To put this upfront: this issue affects JavaScriptCore on iOS 8.0 and Mac OS X 10.10. The functionality in question works on iOS 2-7 and OS X 10.5-9. I was told by an Apple engineer at WWDC to file a bug here and start the summary with "REGRESSION". I attempted to replicate this issue in a browser, and it seems my attempt "fails" on older versions (iOS 6/7, OS X 10.8/9), but I could see many (maybe silly/wrong) reasons why this might be different.

So, here's an example interaction (using a JavaScript REPL that runs everything through JavaScriptCore). I am going to assign the prototype of the global object and then walk to a variable. My REPL prints objects using JSObjectCopyPropertyNames, but I have also provided code using a for/in loop to get the same data into an array (note the REPL shows the array as an object). Note that I am using the global object: the scenario works for other objects.

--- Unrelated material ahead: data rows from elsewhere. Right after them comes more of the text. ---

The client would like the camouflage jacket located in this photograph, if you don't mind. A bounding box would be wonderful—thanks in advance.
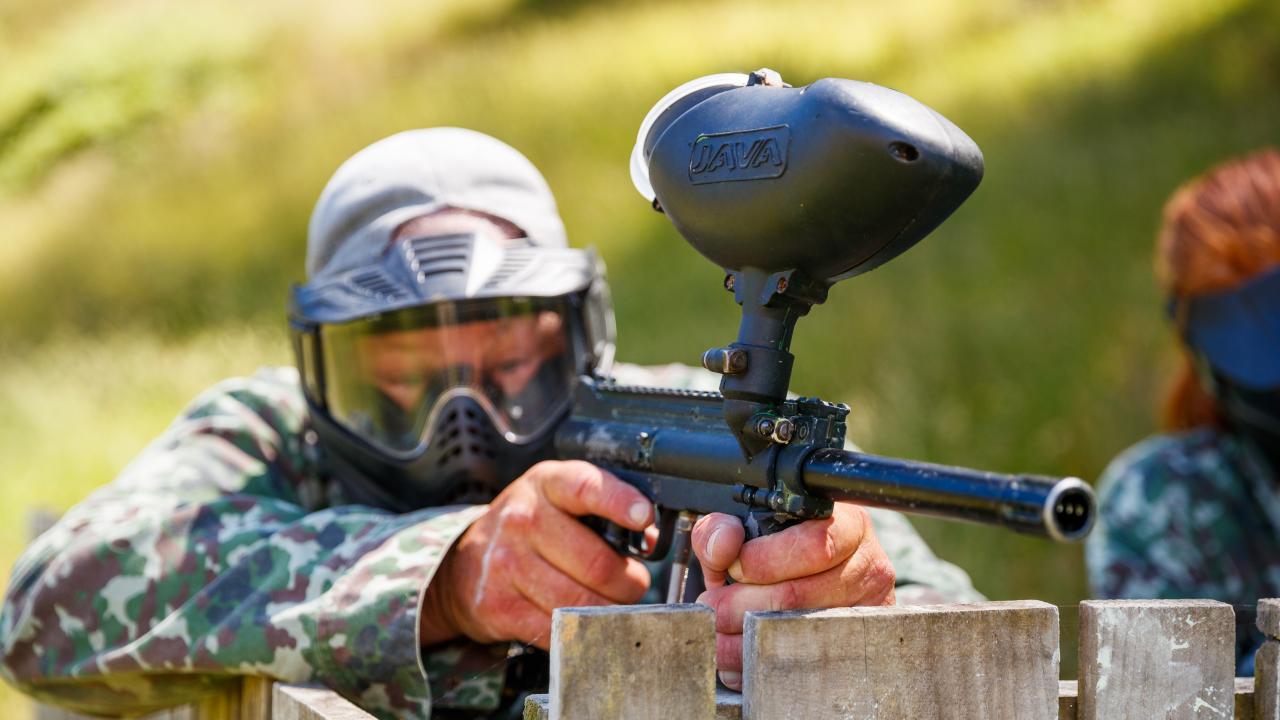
[1085,428,1280,675]
[0,368,980,719]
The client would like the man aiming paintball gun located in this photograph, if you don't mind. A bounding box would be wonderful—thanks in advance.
[0,68,1092,717]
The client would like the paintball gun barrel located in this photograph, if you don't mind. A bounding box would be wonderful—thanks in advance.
[556,70,1096,589]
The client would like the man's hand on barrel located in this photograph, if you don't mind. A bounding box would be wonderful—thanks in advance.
[692,502,893,689]
[420,460,653,650]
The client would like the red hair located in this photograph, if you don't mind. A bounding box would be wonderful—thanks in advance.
[1156,149,1280,430]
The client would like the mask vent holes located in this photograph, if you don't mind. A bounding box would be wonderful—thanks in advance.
[888,140,920,163]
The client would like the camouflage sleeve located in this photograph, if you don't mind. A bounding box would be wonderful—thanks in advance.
[0,370,492,719]
[1085,437,1212,598]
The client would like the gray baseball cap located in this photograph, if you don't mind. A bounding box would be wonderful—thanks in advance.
[306,127,567,282]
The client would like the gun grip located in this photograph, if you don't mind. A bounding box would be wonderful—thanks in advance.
[580,510,676,561]
[742,510,804,539]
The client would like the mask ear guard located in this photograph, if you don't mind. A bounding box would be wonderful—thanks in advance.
[289,318,325,409]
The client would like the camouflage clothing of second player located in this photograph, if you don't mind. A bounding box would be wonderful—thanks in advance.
[1085,428,1280,675]
[0,366,980,719]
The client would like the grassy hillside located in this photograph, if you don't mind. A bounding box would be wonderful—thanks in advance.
[0,0,1280,715]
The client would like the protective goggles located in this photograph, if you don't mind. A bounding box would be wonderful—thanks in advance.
[294,296,584,456]
[1167,269,1280,389]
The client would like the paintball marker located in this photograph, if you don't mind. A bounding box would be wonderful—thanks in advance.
[556,70,1096,602]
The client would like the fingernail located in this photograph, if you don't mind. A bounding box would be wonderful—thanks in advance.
[707,525,724,557]
[630,502,649,525]
[721,670,742,691]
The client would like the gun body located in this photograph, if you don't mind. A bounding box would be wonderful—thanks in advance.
[556,378,1094,559]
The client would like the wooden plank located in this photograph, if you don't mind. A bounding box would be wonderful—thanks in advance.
[521,694,552,720]
[1057,680,1080,720]
[524,688,742,720]
[1253,641,1280,720]
[1258,597,1280,639]
[716,688,742,720]
[742,601,1059,720]
[239,676,275,720]
[1235,678,1257,720]
[1079,600,1235,720]
[549,605,716,720]
[271,683,375,720]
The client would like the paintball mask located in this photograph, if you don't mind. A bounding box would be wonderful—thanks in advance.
[1169,269,1280,447]
[291,234,613,511]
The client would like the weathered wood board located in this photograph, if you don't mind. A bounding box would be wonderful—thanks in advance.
[742,601,1059,720]
[524,688,742,720]
[549,605,716,720]
[1079,600,1235,720]
[271,683,375,720]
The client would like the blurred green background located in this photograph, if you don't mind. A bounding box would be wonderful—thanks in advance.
[0,0,1280,717]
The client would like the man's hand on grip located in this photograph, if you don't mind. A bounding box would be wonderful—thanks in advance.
[421,460,653,650]
[692,502,893,689]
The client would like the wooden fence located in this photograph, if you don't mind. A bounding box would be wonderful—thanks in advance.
[38,600,1280,720]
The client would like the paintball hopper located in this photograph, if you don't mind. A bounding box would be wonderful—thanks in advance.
[631,70,983,284]
[631,69,983,457]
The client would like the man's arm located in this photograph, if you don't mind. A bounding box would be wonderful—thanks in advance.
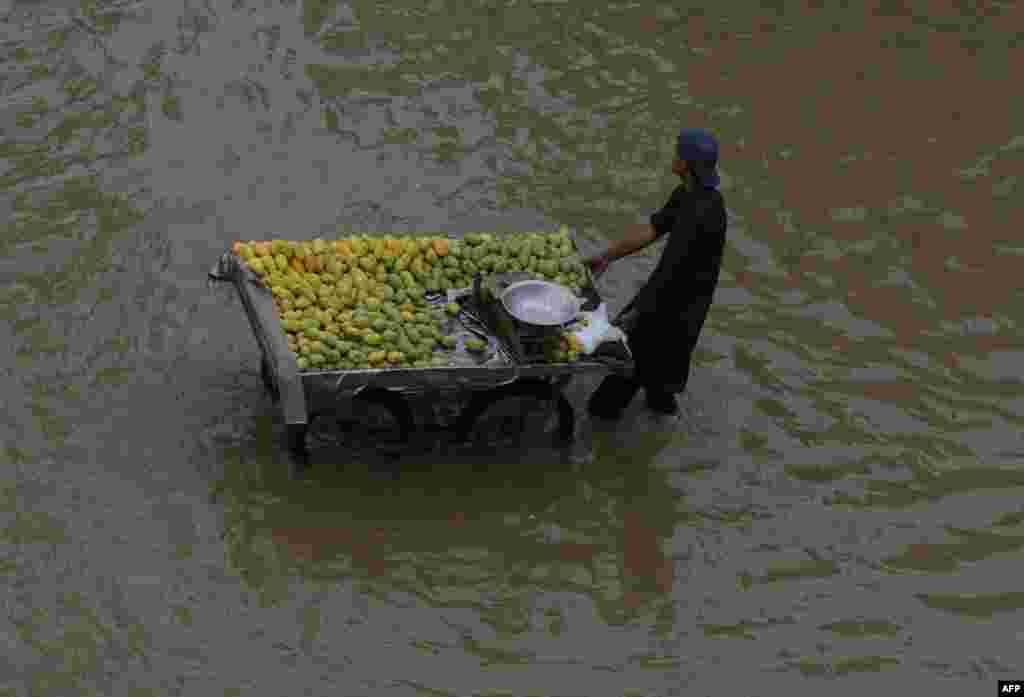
[607,223,657,261]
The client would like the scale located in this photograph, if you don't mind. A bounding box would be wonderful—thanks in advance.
[460,272,600,363]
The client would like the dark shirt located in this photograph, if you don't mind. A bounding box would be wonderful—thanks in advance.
[634,185,728,329]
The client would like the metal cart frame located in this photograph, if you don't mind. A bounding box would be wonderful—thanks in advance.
[209,240,631,478]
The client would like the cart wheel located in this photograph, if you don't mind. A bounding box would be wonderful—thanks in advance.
[259,358,281,403]
[455,378,557,449]
[288,424,309,480]
[307,389,414,455]
[555,392,575,445]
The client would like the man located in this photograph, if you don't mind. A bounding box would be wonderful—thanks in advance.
[587,129,727,419]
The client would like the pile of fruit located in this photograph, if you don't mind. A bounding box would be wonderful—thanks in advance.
[231,227,586,371]
[544,332,583,363]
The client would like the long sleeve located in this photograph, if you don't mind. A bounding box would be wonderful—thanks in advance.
[650,187,686,237]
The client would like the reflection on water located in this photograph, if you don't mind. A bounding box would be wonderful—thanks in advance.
[0,0,1024,695]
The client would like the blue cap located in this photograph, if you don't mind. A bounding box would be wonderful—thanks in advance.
[676,128,720,188]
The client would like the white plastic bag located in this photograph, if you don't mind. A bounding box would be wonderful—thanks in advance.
[573,303,626,355]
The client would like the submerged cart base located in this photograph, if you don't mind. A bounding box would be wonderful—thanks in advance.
[210,244,632,477]
[263,356,575,477]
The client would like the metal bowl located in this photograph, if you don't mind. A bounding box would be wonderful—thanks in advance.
[501,280,581,326]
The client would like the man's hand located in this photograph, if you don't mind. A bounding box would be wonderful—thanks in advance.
[583,252,611,278]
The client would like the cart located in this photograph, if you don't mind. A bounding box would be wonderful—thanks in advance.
[209,231,633,479]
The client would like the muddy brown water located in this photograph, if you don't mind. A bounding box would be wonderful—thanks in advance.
[0,0,1024,697]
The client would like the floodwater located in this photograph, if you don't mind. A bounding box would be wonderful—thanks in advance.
[0,0,1024,697]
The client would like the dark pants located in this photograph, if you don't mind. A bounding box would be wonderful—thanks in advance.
[589,329,693,417]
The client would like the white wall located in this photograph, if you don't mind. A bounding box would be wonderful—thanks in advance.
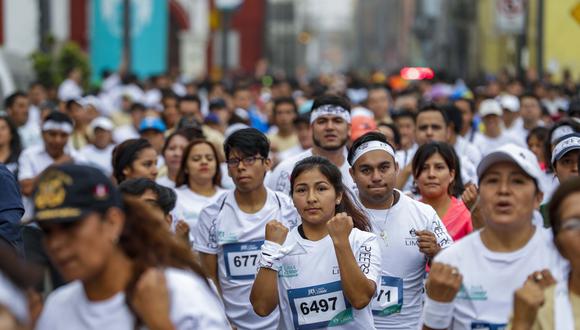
[50,0,70,41]
[3,0,39,56]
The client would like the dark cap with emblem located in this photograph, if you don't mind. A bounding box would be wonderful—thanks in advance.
[32,164,121,223]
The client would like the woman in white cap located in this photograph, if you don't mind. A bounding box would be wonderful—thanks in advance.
[423,144,562,329]
[511,178,580,330]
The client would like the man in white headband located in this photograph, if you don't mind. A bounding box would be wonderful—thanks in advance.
[348,132,452,329]
[266,95,355,194]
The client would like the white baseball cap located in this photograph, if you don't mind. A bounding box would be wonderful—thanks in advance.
[477,143,546,192]
[498,94,520,112]
[89,117,115,131]
[551,134,580,164]
[479,99,503,118]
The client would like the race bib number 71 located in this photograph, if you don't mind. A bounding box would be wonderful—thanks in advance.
[288,281,353,329]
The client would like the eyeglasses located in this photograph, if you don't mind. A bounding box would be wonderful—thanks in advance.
[226,156,266,167]
[558,218,580,233]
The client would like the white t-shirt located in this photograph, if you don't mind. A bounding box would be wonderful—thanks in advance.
[36,268,231,330]
[473,130,528,156]
[80,144,115,177]
[365,190,453,329]
[426,227,562,329]
[58,79,83,101]
[453,135,481,167]
[174,185,226,242]
[278,228,381,329]
[18,120,43,148]
[113,124,141,143]
[264,148,356,195]
[18,144,86,222]
[395,143,419,192]
[193,189,300,329]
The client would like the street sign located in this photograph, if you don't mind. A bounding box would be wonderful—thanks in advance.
[495,0,527,34]
[215,0,244,11]
[570,2,580,24]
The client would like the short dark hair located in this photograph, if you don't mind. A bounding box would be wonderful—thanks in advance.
[175,139,222,188]
[442,104,463,134]
[294,112,310,126]
[453,97,475,113]
[272,97,298,118]
[224,128,270,158]
[393,110,417,122]
[129,102,146,112]
[347,132,395,166]
[44,111,73,125]
[377,122,401,146]
[416,102,449,126]
[177,94,201,107]
[412,142,463,197]
[119,178,177,215]
[520,92,541,105]
[111,139,153,184]
[548,177,580,240]
[312,94,350,112]
[4,91,28,110]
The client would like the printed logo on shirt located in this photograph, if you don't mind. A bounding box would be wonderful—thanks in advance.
[332,266,340,275]
[218,230,238,244]
[278,264,298,277]
[457,285,487,300]
[432,221,445,238]
[358,245,372,275]
[405,228,419,246]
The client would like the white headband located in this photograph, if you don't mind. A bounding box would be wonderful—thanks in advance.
[310,104,350,124]
[350,140,397,166]
[42,120,73,134]
[550,125,574,144]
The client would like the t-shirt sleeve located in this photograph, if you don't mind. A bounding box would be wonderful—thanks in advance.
[355,234,381,287]
[18,152,35,181]
[276,193,302,229]
[427,213,453,249]
[193,205,219,254]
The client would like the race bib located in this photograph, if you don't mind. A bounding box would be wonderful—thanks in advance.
[373,276,403,316]
[288,281,354,329]
[471,322,507,330]
[223,241,264,280]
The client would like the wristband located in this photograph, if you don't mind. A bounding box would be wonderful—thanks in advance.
[423,296,455,329]
[258,240,290,272]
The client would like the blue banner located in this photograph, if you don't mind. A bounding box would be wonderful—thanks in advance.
[90,0,169,82]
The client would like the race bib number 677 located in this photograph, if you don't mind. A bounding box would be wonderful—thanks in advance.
[288,281,353,329]
[223,241,264,280]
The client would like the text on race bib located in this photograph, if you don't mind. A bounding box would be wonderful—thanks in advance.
[223,241,264,280]
[288,281,353,329]
[372,276,403,316]
[471,322,507,330]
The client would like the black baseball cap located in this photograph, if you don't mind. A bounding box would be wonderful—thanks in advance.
[32,164,122,223]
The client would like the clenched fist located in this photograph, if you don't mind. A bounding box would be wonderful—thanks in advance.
[425,262,463,303]
[266,220,288,245]
[326,212,354,244]
[513,279,544,329]
[416,230,441,258]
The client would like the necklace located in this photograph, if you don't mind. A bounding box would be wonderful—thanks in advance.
[377,192,395,245]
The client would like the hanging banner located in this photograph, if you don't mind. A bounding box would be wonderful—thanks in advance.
[90,0,169,82]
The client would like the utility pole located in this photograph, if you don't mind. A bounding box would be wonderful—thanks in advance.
[123,0,131,73]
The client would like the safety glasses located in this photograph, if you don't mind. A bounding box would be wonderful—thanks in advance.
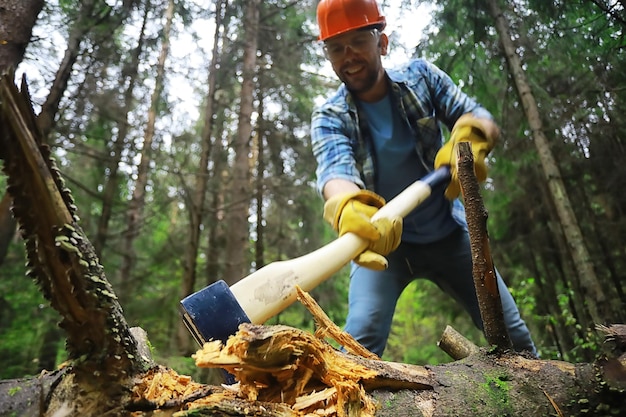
[324,29,379,61]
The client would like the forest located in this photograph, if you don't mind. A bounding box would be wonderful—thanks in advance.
[0,0,626,408]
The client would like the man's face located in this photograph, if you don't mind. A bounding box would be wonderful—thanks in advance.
[324,29,388,101]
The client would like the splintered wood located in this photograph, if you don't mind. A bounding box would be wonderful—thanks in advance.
[193,286,432,417]
[133,367,211,407]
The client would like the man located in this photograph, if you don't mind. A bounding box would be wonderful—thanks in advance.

I have filed two separate bugs because I was asked to do so by Oliver. This bug is in relation to iterating the properties inherited by prototype (here shown using a for/in loop).

Here is the working behavior from the old version of JavaScriptCore:

cy# a = {}; this.__proto__ = a; a.f = 5; this
{a:{f:5},f:5}
cy# this.f
5
cy# c = []; for (x in this) c.push(x); c
{0:"a",1:"c",2:"f"}

Here is the broken behavior from the new version of JavaScriptCore:

cy# a = {}; this.__proto__ = a; a.f = 5; this
{a:{f:5}}
cy# this.f
5
cy# c = []; for (x in this) c.push(x); c
{0:"a",1:"c"}

FWIW, if there is some different way of doing this, if this was never supposed to have worked, etc. I would be more than happy to be told "do something different". I don't see myself why this shouldn't work, however, and I've been doing this without issue now on JavaScriptCore for over five years.